Este é sem dúvida, para mim, o texto que resume, e que bem, a actividade do blog até agora.
Mas sem a história e as estórias contadas na primeira pessoa, nada deste brilhante escrito faria sentido. Portanto, obrigada a todos.
BJS.MJoãoGomes
24-06-2008
Higino Rebelo disse:
Felicito o Bonifácio por este retrato literário que, certamente, terá sido escrito à pressa, porque não imagino sequer onde consegue tempo para tantas actividades.
Igualmente felicito o Jales pela mestria que colocou na administração do blogue até agora e que, seguramente, lhe custou muitas horas de descanso nocturno, pois várias vezes trocámos mails a altas horas da noite sobre vários temas.
24-06-2008
João Jales disse:
Termina esta série com um texto que sintetiza, como só o João Serra sabe fazer, o que aqui foi escrito durante três meses por mais de quarenta colaboradores em cerca de sessenta artigos. Foram ultrapassadas, em quantidade e qualidade, as melhores expectativas que tínhamos quando lançámos este desafio aos bloguistas.
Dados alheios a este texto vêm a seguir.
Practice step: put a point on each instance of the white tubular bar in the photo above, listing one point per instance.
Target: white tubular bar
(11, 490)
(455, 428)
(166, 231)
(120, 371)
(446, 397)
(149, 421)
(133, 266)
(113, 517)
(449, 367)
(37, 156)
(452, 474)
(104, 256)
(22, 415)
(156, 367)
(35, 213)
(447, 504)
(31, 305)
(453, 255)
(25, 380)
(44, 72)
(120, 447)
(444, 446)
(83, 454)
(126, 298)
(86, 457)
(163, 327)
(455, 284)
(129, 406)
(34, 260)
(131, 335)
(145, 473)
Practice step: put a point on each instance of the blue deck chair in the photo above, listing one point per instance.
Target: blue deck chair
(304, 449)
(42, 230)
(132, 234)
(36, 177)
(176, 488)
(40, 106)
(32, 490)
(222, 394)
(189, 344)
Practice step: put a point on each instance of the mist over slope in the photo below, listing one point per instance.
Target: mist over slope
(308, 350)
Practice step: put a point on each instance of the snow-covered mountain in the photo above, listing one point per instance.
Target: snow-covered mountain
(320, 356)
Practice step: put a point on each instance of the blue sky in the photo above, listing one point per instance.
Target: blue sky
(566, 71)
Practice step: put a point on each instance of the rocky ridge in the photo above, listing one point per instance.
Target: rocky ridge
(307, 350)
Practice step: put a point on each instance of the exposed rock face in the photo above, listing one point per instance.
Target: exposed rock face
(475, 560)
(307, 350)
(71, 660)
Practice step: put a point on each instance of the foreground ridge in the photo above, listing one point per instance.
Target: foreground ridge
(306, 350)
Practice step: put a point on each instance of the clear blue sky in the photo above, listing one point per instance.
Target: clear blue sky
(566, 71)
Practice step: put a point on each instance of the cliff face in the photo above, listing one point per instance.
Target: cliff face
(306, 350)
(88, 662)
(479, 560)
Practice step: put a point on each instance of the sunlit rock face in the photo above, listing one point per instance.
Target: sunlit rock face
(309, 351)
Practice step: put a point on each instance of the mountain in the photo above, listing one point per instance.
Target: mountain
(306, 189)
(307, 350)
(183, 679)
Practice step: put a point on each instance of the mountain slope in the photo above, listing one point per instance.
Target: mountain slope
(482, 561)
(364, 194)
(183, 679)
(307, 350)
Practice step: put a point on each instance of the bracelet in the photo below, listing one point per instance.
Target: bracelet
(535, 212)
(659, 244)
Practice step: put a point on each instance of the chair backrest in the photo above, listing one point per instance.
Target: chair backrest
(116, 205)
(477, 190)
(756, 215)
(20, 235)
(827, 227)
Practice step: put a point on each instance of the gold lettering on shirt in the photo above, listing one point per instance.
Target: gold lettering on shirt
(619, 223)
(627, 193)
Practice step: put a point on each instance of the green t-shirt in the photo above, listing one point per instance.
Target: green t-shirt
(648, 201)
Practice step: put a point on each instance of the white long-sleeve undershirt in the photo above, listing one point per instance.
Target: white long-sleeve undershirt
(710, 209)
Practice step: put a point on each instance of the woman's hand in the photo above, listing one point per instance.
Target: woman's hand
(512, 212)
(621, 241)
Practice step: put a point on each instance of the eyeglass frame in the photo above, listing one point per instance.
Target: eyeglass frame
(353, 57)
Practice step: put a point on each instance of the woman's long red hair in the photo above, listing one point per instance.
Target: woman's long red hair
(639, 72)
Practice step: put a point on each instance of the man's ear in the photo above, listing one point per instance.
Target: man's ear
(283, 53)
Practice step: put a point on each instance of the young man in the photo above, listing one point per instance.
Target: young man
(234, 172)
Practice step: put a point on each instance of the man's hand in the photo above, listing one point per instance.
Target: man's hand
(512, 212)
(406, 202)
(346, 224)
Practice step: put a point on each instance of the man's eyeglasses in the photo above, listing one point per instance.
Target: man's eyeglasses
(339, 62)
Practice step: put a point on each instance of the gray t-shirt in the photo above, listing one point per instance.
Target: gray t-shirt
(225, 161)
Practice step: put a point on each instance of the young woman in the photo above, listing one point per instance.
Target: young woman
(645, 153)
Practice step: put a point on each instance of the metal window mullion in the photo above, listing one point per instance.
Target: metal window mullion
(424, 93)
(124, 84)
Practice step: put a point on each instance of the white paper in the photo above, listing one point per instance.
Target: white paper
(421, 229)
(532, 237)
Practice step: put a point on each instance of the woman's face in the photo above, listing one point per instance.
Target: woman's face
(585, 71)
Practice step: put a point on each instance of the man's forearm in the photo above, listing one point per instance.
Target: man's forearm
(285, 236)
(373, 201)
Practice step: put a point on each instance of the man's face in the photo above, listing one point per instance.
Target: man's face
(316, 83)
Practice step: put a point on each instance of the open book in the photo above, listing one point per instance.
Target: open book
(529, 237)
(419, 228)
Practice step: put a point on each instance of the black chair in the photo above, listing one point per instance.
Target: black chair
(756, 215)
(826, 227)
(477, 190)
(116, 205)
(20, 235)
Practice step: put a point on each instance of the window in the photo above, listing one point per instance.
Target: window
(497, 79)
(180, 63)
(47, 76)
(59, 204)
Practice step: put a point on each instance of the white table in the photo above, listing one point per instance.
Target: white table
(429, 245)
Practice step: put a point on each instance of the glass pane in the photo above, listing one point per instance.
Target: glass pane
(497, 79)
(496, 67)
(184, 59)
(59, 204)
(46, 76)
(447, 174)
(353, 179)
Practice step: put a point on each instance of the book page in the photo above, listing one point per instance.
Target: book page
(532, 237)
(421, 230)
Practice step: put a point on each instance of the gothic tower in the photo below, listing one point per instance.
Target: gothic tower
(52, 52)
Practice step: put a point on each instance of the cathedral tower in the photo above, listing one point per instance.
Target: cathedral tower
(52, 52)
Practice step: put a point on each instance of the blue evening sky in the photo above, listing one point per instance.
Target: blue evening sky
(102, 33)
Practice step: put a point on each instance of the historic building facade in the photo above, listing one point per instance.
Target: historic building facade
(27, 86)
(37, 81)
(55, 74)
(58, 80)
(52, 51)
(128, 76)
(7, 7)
Obrigado a todos: os que escreveram, os que comentaram, os que leram e os que divulgaram. Muitos não foram sequer alunos do ERO mas encontraram aqui motivos de interesse que interpreto como um cumprimento ao Blog e uma prova de que as nossas recordações não estão nostalgicamente enterradas num velho sótão, elas respiram no tempo que vivemos. Escrevo isto porque penso que todos os textos falaram não só do passado, mas também de quem são os seus autores hoje.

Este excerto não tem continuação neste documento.